Judge: Boy can stay with older sister

Published On: May 14 2013 10:49:52 AM EDT   Updated On: May 15 2013 08:06:17 AM EDT

A dependency court judge rules a 12-year-old boy can stay with his older sister after their father was charged with tying the boy to a pole with a bicycle cable wire.


A dependency court judge ruled a 12-year-old boy can stay with his older sister after their father was charged with tying the boy to a pole with a bicycle cable wire.

Miami-Dade Circuit Court Judge Mari Sampedro-Iglesia ruled that Adolfo Guzman's 21-year-old daughter would have temporary custody of her two siblings.

Guzman can have no contact with his son until his criminal case is resolved. He can see his 15-year-old daughter.

"Even a minute would not have been appropriate," Sampedro-Iglesia told Guzman. "I mean, children shouldn't be treated as -- I don't even know. I was going to say animals but it's not even animals."
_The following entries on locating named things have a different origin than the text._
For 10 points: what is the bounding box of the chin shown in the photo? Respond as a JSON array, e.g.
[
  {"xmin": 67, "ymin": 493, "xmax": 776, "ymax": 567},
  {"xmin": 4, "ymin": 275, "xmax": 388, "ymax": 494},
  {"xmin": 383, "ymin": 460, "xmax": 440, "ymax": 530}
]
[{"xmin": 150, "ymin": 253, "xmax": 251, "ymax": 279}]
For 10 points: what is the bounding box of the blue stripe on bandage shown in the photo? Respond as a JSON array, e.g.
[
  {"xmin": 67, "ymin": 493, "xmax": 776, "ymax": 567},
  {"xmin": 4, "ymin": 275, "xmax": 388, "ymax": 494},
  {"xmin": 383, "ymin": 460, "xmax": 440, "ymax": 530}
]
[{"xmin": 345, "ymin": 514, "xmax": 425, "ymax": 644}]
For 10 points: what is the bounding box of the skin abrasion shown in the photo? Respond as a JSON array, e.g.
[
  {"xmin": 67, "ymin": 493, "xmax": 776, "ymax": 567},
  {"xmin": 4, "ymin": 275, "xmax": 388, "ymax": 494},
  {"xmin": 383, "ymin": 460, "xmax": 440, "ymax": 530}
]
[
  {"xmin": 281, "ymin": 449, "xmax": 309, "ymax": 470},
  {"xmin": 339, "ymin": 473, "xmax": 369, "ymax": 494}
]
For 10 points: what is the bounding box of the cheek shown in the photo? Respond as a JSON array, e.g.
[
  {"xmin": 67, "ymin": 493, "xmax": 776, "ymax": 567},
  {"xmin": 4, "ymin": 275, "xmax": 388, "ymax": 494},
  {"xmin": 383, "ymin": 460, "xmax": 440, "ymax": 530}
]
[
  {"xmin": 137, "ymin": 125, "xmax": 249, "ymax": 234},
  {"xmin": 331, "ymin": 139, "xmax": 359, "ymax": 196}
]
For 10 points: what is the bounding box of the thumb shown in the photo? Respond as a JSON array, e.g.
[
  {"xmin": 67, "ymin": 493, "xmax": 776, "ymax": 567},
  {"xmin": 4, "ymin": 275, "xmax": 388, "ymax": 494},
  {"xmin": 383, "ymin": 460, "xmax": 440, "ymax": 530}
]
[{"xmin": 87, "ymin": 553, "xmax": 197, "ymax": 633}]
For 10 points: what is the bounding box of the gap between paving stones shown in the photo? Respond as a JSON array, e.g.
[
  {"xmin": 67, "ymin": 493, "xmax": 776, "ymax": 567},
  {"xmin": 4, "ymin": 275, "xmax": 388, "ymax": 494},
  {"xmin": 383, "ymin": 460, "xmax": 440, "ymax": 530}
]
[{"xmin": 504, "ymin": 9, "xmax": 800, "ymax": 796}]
Police arrested Guzman on Sunday and charged him with aggravated child abuse. Guzman's 12-year-old son left their apartment without permission two days in a row, according to an arrest report. When he returned the second time, Guzman used the cable wire to tie him to the pole outside their apartment.

Passer-bys flagged police officers down, who had the Miami Beach Fire Department cut the boy loose.
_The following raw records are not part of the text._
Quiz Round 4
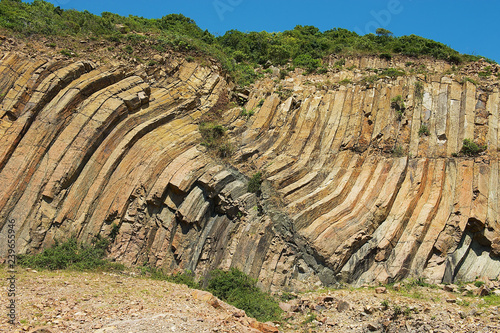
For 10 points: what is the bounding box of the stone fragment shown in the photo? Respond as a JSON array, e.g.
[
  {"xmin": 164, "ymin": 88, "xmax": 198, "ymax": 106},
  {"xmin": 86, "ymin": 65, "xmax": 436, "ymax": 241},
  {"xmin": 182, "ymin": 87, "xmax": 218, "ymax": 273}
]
[{"xmin": 337, "ymin": 301, "xmax": 351, "ymax": 312}]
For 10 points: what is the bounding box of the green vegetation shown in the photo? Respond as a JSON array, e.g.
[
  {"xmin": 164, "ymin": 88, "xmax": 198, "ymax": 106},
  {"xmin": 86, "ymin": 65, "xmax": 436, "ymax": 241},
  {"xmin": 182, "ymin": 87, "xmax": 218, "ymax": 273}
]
[
  {"xmin": 460, "ymin": 139, "xmax": 488, "ymax": 157},
  {"xmin": 391, "ymin": 145, "xmax": 405, "ymax": 157},
  {"xmin": 418, "ymin": 125, "xmax": 431, "ymax": 136},
  {"xmin": 0, "ymin": 0, "xmax": 492, "ymax": 85},
  {"xmin": 240, "ymin": 108, "xmax": 255, "ymax": 120},
  {"xmin": 302, "ymin": 313, "xmax": 317, "ymax": 325},
  {"xmin": 207, "ymin": 268, "xmax": 282, "ymax": 322},
  {"xmin": 477, "ymin": 66, "xmax": 492, "ymax": 79},
  {"xmin": 17, "ymin": 236, "xmax": 123, "ymax": 270},
  {"xmin": 247, "ymin": 171, "xmax": 262, "ymax": 194},
  {"xmin": 141, "ymin": 266, "xmax": 200, "ymax": 289},
  {"xmin": 474, "ymin": 281, "xmax": 484, "ymax": 288},
  {"xmin": 59, "ymin": 49, "xmax": 76, "ymax": 58},
  {"xmin": 461, "ymin": 76, "xmax": 477, "ymax": 86},
  {"xmin": 391, "ymin": 95, "xmax": 406, "ymax": 119},
  {"xmin": 198, "ymin": 122, "xmax": 233, "ymax": 157},
  {"xmin": 415, "ymin": 81, "xmax": 424, "ymax": 102}
]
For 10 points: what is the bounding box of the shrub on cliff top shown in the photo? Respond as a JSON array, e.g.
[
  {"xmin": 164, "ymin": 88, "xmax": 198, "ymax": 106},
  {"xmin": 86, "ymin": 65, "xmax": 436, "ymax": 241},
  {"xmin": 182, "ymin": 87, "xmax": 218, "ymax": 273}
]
[
  {"xmin": 247, "ymin": 171, "xmax": 262, "ymax": 193},
  {"xmin": 460, "ymin": 139, "xmax": 488, "ymax": 156},
  {"xmin": 207, "ymin": 268, "xmax": 282, "ymax": 322},
  {"xmin": 17, "ymin": 235, "xmax": 123, "ymax": 270}
]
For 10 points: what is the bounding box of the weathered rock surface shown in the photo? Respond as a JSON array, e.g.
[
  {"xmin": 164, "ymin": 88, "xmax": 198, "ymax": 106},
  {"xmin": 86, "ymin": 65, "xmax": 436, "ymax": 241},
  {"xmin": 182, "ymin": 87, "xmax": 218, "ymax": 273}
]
[{"xmin": 0, "ymin": 44, "xmax": 500, "ymax": 289}]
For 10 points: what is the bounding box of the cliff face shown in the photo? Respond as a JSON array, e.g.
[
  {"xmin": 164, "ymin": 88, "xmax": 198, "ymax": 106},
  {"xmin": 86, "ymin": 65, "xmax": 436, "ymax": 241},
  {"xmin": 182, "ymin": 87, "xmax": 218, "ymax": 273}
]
[{"xmin": 0, "ymin": 48, "xmax": 500, "ymax": 289}]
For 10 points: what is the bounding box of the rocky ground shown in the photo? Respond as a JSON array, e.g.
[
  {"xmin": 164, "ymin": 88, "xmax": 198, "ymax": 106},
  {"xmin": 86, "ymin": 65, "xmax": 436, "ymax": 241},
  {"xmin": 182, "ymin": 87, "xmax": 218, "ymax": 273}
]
[{"xmin": 0, "ymin": 268, "xmax": 500, "ymax": 333}]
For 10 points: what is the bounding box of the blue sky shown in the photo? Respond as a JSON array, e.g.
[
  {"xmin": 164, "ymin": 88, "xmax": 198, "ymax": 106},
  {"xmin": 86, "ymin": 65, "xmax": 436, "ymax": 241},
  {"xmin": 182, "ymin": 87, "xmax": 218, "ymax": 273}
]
[{"xmin": 41, "ymin": 0, "xmax": 500, "ymax": 62}]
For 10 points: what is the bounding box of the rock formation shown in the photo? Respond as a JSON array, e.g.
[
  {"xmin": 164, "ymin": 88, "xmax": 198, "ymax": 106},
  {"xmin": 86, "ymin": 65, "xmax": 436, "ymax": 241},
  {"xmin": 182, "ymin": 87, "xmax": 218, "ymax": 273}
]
[{"xmin": 0, "ymin": 46, "xmax": 500, "ymax": 289}]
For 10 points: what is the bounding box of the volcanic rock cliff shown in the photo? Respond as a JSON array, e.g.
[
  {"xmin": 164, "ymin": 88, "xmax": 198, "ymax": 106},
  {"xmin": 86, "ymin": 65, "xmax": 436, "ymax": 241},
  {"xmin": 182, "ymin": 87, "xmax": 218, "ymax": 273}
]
[{"xmin": 0, "ymin": 43, "xmax": 500, "ymax": 289}]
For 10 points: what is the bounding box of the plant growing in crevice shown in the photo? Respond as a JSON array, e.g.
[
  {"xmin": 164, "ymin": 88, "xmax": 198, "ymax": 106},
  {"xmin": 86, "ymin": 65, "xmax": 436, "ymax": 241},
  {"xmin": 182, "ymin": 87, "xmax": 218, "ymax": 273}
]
[
  {"xmin": 418, "ymin": 125, "xmax": 431, "ymax": 136},
  {"xmin": 459, "ymin": 139, "xmax": 488, "ymax": 157},
  {"xmin": 240, "ymin": 108, "xmax": 255, "ymax": 120},
  {"xmin": 391, "ymin": 145, "xmax": 405, "ymax": 157},
  {"xmin": 17, "ymin": 235, "xmax": 124, "ymax": 270},
  {"xmin": 391, "ymin": 95, "xmax": 406, "ymax": 119},
  {"xmin": 207, "ymin": 268, "xmax": 282, "ymax": 322},
  {"xmin": 415, "ymin": 81, "xmax": 424, "ymax": 102},
  {"xmin": 198, "ymin": 122, "xmax": 233, "ymax": 157},
  {"xmin": 247, "ymin": 171, "xmax": 262, "ymax": 194}
]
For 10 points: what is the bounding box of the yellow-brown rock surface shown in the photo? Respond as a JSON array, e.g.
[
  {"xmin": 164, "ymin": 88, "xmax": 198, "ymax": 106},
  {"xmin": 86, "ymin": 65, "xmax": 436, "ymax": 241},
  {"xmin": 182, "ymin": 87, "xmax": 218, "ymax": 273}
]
[{"xmin": 0, "ymin": 48, "xmax": 500, "ymax": 288}]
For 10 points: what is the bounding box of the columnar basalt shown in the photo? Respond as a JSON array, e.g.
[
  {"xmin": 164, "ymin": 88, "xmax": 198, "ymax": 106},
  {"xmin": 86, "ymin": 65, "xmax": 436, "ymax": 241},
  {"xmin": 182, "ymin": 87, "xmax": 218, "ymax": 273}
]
[{"xmin": 0, "ymin": 48, "xmax": 500, "ymax": 289}]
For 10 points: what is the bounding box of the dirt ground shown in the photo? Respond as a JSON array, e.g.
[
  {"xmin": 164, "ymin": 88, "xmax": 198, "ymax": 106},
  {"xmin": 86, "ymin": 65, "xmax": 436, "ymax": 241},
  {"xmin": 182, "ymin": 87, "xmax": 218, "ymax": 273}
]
[{"xmin": 0, "ymin": 266, "xmax": 500, "ymax": 333}]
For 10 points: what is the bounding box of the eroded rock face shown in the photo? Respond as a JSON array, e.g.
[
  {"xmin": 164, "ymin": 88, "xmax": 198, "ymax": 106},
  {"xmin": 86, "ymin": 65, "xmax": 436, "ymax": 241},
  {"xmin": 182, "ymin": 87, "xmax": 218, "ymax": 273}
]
[{"xmin": 0, "ymin": 48, "xmax": 500, "ymax": 289}]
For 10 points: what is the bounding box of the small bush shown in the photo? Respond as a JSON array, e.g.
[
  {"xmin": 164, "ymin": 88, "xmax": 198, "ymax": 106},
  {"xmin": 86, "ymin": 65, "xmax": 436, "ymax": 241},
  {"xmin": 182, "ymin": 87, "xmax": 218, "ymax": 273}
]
[
  {"xmin": 418, "ymin": 125, "xmax": 431, "ymax": 136},
  {"xmin": 240, "ymin": 108, "xmax": 255, "ymax": 120},
  {"xmin": 334, "ymin": 59, "xmax": 345, "ymax": 68},
  {"xmin": 379, "ymin": 53, "xmax": 392, "ymax": 61},
  {"xmin": 474, "ymin": 281, "xmax": 484, "ymax": 288},
  {"xmin": 391, "ymin": 95, "xmax": 406, "ymax": 118},
  {"xmin": 302, "ymin": 313, "xmax": 317, "ymax": 325},
  {"xmin": 142, "ymin": 267, "xmax": 200, "ymax": 289},
  {"xmin": 17, "ymin": 235, "xmax": 123, "ymax": 270},
  {"xmin": 339, "ymin": 79, "xmax": 352, "ymax": 85},
  {"xmin": 123, "ymin": 45, "xmax": 134, "ymax": 54},
  {"xmin": 59, "ymin": 49, "xmax": 76, "ymax": 58},
  {"xmin": 392, "ymin": 145, "xmax": 405, "ymax": 157},
  {"xmin": 379, "ymin": 68, "xmax": 406, "ymax": 78},
  {"xmin": 198, "ymin": 122, "xmax": 233, "ymax": 157},
  {"xmin": 247, "ymin": 171, "xmax": 262, "ymax": 193},
  {"xmin": 207, "ymin": 268, "xmax": 282, "ymax": 322},
  {"xmin": 461, "ymin": 76, "xmax": 477, "ymax": 86},
  {"xmin": 415, "ymin": 81, "xmax": 424, "ymax": 101},
  {"xmin": 293, "ymin": 54, "xmax": 321, "ymax": 73},
  {"xmin": 460, "ymin": 139, "xmax": 488, "ymax": 156}
]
"It's all my fault. It's not his fault," the 12-year-old boy told Local 10's Glenna Milberg. "It's all my fault because I'm the one who got out of the house without permission. I came late."
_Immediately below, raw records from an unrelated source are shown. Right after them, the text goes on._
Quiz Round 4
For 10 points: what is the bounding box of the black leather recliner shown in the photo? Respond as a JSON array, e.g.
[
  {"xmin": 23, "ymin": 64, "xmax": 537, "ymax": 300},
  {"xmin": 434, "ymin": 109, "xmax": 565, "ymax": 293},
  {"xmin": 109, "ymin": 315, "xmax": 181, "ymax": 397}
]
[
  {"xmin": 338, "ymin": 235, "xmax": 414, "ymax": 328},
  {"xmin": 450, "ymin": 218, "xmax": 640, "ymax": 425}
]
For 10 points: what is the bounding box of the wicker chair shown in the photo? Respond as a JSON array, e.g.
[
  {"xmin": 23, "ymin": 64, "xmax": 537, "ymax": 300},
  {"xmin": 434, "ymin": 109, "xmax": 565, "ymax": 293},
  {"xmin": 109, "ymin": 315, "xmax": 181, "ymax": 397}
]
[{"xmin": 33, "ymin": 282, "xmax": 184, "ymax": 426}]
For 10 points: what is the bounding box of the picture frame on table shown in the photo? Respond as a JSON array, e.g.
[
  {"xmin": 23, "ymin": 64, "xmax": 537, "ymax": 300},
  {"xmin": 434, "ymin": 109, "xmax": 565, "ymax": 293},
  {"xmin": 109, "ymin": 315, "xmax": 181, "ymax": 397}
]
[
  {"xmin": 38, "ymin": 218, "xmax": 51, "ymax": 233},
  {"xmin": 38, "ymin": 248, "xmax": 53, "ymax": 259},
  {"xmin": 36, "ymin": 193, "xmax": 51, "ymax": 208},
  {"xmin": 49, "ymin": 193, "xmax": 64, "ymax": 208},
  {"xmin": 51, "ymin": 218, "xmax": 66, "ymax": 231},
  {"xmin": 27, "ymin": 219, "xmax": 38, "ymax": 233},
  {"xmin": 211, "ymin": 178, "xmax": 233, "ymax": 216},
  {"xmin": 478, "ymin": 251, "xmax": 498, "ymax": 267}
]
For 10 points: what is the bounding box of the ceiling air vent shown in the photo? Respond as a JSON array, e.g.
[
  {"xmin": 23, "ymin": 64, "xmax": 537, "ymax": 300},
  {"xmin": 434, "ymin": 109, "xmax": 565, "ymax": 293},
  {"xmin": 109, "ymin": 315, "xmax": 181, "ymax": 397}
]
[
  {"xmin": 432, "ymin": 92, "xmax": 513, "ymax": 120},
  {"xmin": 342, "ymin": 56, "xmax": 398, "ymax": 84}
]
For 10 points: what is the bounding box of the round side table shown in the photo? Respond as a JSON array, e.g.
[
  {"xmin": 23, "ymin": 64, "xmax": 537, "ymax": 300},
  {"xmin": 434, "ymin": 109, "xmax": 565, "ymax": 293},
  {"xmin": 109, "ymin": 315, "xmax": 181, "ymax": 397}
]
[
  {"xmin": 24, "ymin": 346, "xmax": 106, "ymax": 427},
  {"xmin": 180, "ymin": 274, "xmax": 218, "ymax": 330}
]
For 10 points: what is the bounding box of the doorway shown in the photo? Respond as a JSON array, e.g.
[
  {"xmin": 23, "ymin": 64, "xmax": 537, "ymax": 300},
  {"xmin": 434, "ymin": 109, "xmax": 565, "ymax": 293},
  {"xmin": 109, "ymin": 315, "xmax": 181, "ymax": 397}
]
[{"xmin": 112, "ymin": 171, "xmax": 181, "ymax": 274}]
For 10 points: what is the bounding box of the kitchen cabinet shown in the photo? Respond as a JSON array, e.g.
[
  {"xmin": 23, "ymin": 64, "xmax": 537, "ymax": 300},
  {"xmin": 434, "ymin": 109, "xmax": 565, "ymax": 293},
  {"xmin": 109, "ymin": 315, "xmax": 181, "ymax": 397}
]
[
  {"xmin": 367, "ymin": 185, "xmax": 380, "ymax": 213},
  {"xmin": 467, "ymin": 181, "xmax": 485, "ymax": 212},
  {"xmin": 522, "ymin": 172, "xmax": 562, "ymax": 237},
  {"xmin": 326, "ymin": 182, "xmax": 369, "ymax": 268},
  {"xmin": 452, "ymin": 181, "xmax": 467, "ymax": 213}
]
The boy is the youngest of Guzman's children. A single father, Guzman raises his three children on a $1,000-a-month disability check.

"He never hit me in my life. Not even my sisters," said the boy.

His 15-year-old daughter said she was supposed to unlock her brother after 10 minutes but forgot.

"I don't say nothing because he deserved that because he make my dad do that," said the boy's sister.

The Department of Children and Families recommended Guzman not be able to stay in the same home as his son and 15-year-old daughter.

"The father, based on the allegations, we feel that the children are at prospective risk of further abuse and neglect," said Barbara Galvez with DCF.

But Guzman found an ally in Franklin Gomez, the child protective investigator.

"Despite these allegations, they (the children) feel that they are not afraid of the father. They're not concerned. They feel this was a one-time thing to them," said Gomez.

Guzman is scheduled to return to court in June.